Friday, January 28, 2011

Generic Mountain Bike Urban/Rural Smasher Build - 2 Month Review

You can find these all over eBay and internet bike shops. They are gloss black, aluminum, and has no name. Nashbar sells them for $99 and they range in price depending on where you look. Most of the time, they accept v-brakes and disc brakes, and are universally tabbed and drilled to fit virtually any modern component. These are the generic, Asia made mountain bike frames, and I have one.

If you read previous posts, late last year I traded my Eastern Traildigger 26" DJ bike for an old school Gary Fisher SuperCaliber. I was super excited but promptly lost my new-to-me woody when I found cracks near the water bottle mounts. With a broken frame, I had all these old and new components needing a place to go, so I went to www.bikeisland.com and found a 18" Kinesis frame for $185 (I should've went with Nashbar, but oh well).

With an urban smasher in mind, I built it around a Surly 1X1 fork, 2.35" Schwalbe Big Apples, a big Race Face Atlas all-mountain handlebar, a homemade double crankset (22/39) and an 11-34 8 sp. cassette. I have both front and rear racks, v-brakes, square taper cranks and BB, and a bell. The entire bike weighs 31.08 lbs., as shown. Dalmatian not included.

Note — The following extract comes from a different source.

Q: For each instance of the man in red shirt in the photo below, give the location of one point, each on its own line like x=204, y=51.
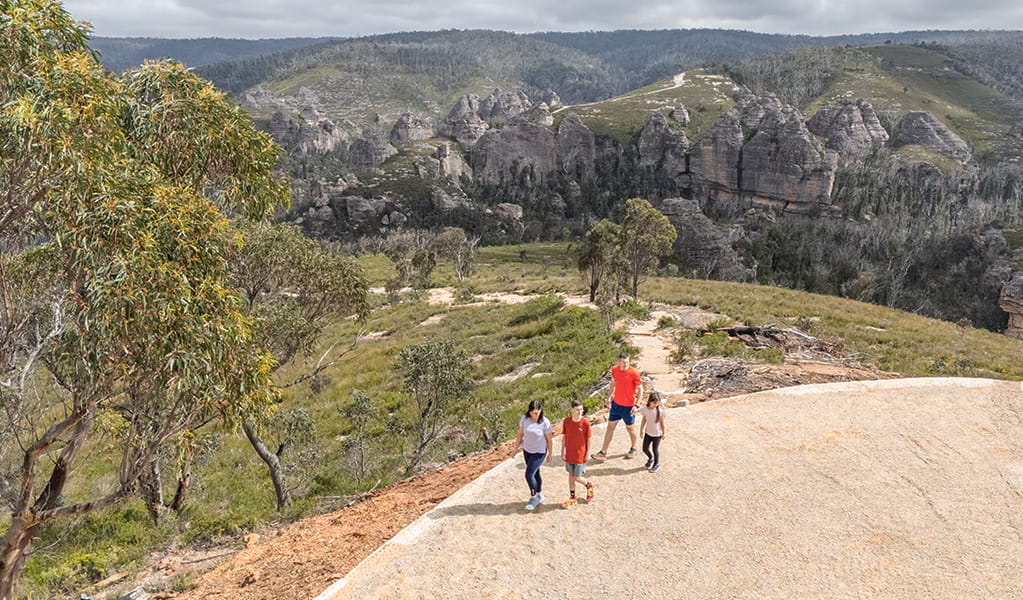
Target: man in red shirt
x=575, y=445
x=626, y=389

I don't know what it is about this build, but as heavy, generic, and old-school as it is, I am just having a blast on it. Since the Big Apples are so, well, big, they provide a comfort on the road that can't be had with skinny road tires or even wider cyclocross tires. Let some air out to 25-30psi, and they climb dry rocks just as well as mountain bike tires and handle fireroads and dry singletrack just fine. Take it easy in the mud,though. The 26" Big Apples sit at, actually, a larger diameter than my 700 X 28 road bike wheels and tires - so you get a slight benefit in a larger rotational mass. I successfully mounted them ghetto tubeless which is holding together very well.

This is now the only aluminum bike I own (except for my beach cruiser) and I'm actually enjoying the stiffness of it. It mashes the hills quite nicely and combined with the fat tires, is not jarring at all. I am not at all delicate with this bike, and it is taken through the rocks of Santa Teresa County park at least 3-4 times a week.

Since this bike is not fancy, very understated and unassuming, it's not a conversation piece unless people know what they are looking at. Adding more fun to the mix, I climb past guys on $2000 full suspension mountain bikes all the time on it - and it looks like a commuter bike.

But, best of all, it has become a jack of all trades. My daily rides are, at a minimum, 50% dirt and 50% road - sometimes more or less either way. And this bike seems to be doing both very, very well. Of course, it's not going to perform like a 15lb. road race bike or the newest technology carbon fiber all-mountain bike, but it can, and will, hang with those bikes on many occasions. I can spin up trails in the granny gears, or mash on the flat asphalt streets in the 39T chainring and 11T cog.


Don't discount these $99 generic frames. Often times they will have lifetime warranties against defects and they are often made by the same hands behind any of the big name frames.